Expert on climate change in Poland: Extremely warm summers and grey, rainy winters
In Poland we can expect extremely warm summer seasons and grey, rainy winters with episodes of two-week frosts, sometimes preceded by snowfall, atmosphere physicist Prof. Szymon Malinowski says about the climatic consequences of global warming.
According to the physicist of the atmosphere, Prof. Szymon Malinowski from the Faculty of Physics at the University of Warsaw, co-author of the book "Nauka o klimacie"("Climate Science"), the seasons are now very different from what older generations are used to. Winters become grey, rainy, devoid of snow cover and often - the sun. "There is also the possibility that there will be two weeks of frost and a very large snowfall, which will occur two or three times" - the scientist noted in an interview with PAP.
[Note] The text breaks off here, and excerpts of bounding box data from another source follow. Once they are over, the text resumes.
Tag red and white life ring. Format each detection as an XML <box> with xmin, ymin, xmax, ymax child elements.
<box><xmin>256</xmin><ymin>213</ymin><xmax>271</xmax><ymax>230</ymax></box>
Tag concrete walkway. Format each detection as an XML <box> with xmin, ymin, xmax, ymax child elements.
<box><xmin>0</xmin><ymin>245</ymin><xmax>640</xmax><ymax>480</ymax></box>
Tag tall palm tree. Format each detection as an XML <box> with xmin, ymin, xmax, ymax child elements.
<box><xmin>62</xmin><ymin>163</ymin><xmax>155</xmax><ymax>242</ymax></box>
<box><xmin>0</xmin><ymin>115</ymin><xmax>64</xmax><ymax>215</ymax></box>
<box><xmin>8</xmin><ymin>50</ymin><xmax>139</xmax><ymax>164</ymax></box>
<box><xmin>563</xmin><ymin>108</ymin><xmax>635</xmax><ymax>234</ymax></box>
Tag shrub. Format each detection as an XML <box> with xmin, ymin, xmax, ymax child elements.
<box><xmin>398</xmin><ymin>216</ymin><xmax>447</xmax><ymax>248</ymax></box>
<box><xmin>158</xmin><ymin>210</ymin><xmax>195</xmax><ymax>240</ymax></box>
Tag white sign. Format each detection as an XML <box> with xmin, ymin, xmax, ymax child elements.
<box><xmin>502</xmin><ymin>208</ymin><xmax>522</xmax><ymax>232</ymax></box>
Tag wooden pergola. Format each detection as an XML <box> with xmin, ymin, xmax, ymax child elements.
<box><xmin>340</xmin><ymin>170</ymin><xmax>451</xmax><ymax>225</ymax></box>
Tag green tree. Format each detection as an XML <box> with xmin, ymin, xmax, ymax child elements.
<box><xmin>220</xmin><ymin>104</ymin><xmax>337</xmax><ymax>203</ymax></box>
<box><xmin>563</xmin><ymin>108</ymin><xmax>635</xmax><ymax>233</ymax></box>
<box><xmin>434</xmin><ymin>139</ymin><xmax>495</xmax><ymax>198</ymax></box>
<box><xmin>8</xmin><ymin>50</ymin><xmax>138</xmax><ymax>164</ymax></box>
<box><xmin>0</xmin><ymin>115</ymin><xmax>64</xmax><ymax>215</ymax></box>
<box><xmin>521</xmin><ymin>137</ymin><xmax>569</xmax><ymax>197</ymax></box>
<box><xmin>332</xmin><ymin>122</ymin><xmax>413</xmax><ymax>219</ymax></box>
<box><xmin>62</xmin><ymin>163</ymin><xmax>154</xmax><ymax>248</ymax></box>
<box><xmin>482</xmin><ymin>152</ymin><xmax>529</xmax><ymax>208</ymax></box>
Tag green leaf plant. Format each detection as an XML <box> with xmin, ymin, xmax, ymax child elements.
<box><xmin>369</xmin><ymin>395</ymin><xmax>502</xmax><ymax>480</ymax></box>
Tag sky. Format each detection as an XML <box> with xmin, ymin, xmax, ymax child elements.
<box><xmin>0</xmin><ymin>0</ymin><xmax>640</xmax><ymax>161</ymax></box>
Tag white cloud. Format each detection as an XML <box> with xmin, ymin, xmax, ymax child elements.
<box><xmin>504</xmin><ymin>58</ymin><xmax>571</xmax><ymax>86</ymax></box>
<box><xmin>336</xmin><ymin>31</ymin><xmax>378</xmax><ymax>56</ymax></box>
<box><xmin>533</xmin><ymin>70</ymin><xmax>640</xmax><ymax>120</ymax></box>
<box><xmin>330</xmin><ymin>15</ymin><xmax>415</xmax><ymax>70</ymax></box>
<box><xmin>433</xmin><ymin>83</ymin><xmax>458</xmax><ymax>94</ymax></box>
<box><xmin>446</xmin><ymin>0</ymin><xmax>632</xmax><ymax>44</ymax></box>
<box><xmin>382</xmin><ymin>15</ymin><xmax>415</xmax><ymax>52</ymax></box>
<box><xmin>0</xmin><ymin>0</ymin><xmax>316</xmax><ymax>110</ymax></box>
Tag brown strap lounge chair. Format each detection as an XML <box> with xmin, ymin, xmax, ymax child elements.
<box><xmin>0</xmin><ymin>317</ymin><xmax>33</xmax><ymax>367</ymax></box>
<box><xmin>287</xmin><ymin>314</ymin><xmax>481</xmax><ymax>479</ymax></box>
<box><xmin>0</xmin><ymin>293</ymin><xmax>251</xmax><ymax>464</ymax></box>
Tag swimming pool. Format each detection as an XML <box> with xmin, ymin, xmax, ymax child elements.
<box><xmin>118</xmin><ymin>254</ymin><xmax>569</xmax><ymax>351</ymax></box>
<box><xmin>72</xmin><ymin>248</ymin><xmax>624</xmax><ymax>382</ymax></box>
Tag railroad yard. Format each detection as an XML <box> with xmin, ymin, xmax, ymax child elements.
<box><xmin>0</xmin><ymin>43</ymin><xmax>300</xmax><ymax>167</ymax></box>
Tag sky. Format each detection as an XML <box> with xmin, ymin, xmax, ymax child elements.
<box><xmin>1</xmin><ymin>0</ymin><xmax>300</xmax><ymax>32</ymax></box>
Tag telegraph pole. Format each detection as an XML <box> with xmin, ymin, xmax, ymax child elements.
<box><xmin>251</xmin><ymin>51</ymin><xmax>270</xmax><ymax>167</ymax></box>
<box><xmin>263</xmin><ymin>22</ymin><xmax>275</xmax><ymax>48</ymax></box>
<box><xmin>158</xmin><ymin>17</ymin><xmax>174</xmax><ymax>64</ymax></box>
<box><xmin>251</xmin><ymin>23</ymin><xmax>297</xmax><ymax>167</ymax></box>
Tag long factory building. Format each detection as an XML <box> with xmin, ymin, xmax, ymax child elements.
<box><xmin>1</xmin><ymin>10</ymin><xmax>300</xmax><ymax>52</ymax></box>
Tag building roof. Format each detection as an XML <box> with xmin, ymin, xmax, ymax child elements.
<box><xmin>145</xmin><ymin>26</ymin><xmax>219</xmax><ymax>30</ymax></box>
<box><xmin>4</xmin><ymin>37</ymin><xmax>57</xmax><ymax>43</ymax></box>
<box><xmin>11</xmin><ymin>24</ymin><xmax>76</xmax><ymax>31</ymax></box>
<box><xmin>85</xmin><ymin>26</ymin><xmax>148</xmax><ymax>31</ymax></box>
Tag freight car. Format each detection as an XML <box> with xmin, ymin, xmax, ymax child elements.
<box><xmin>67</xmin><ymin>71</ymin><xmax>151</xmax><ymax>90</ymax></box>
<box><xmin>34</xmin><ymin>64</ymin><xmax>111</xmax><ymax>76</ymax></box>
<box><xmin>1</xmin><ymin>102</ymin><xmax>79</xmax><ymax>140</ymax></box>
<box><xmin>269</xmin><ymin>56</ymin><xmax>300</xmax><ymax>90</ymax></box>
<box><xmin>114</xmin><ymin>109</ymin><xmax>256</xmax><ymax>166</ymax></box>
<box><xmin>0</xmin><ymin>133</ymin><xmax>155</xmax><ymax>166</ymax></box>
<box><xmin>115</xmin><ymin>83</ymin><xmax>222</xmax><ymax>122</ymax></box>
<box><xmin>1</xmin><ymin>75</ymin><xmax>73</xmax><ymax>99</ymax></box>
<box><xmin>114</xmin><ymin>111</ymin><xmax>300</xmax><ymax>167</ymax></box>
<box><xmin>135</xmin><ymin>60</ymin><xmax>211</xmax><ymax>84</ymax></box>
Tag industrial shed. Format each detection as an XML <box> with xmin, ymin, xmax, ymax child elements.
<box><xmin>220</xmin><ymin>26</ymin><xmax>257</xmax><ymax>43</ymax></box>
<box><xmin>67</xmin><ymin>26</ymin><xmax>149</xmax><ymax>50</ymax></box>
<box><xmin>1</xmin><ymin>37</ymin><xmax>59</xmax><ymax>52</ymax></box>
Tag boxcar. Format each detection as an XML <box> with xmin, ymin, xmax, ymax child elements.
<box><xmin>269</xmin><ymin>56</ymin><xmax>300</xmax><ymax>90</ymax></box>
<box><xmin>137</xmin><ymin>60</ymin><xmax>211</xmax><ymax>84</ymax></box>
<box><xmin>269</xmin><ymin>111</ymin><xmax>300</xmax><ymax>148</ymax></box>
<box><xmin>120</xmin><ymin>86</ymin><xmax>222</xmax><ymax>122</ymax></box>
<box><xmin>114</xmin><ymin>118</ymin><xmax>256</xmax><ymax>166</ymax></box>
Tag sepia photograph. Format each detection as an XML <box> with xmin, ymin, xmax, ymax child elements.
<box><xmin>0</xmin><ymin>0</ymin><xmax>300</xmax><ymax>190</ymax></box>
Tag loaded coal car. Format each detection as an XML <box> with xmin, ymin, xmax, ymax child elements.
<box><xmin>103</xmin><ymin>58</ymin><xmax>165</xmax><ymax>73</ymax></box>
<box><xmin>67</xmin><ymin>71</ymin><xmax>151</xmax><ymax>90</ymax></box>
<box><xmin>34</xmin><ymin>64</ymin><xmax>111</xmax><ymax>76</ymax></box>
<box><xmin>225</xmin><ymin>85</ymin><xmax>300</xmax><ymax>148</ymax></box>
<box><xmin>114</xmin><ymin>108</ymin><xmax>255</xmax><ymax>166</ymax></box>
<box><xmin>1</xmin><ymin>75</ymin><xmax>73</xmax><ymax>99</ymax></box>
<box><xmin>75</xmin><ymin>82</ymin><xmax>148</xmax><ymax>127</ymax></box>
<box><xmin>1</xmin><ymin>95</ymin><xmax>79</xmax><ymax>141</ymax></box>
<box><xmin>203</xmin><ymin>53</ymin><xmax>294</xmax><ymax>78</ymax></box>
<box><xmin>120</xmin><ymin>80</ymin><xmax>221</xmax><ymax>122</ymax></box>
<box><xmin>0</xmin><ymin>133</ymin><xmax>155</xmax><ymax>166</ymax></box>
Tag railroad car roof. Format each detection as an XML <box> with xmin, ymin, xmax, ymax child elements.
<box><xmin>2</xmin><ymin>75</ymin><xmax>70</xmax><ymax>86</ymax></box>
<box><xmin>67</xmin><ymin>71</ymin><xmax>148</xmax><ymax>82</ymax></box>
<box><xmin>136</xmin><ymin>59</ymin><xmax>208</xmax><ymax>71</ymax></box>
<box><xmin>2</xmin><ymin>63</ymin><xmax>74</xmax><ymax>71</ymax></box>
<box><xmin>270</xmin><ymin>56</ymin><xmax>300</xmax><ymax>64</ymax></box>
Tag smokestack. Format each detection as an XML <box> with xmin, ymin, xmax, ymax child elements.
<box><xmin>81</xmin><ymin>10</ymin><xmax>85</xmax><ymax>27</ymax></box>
The professor explains the mechanism of this change. "In the amount of ice in the Arctic decreases significantly during the summer months and the autumn temperatures much higher than they used to be are very probable. Even if we have an inflow from the north, the air comes from an open ocean where temperatures are around zero degrees, and not from a layer of ice, over which the temperature can be minus 20 or lower" - he says.
He adds that only in the second half of winter - when the Arctic freezes and the Asian continent cools down - the likelihood of frost in Poland gets higher. It remains quite large even in March or early April.
According to Prof. Malinowski, it will be very difficult for people to prepare for changing climatic conditions. From time to time - though quite rarely - "there will be situations threatening with service shutdowns". Preparing for such situations is connected with expenses for maintaining the readiness of equipment or people, who can be sent to combat the effects of snowstorms, for example.
Malinowski emphasises that global warming does not only mean an increase in average temperatures. It will also mean greater variability of weather conditions and more frequent extreme events in the warm season. "Extreme situations are only slightly less likely than before, while extreme heat waves in summer and mild winters are much more likely" - he says.
In Poland in the 1970s, during the year, there were statistically 4 days with temperatures above 30 degrees, while according to the website naukaoklimacie.pl there were already on average 13 such days per year in the last decade. The summer of 2018 was record warm and high temperatures also persisted in autumn.
On 5 November, there was a record-high temperature in November in the history of Poland, with 26.2 degrees Celsius recorded at the Polana measuring station in the Bieszczady Mountains.
According to Prof. Malinowski, extreme weather phenomena that we observe on a daily basis are a direct proof of global warming.
"We now have tools that allow to calculate the probability of such phenomena, were it not for the climatic changes that have occurred over the past several decades" - he says. "It turns out that if we did not heat up our planet, the probability of such phenomena would be much, much lower" - he adds.
Malinowski also mentions the fires in California. "The media in the region directly present opinions and scientific evidence that the scale of fires occurring at the moment (...) is a clear effect of global warming" - he says.
He adds that "the same applies to the strongest hurricanes, the same applies to many violent phenomena that occur in Central Europe".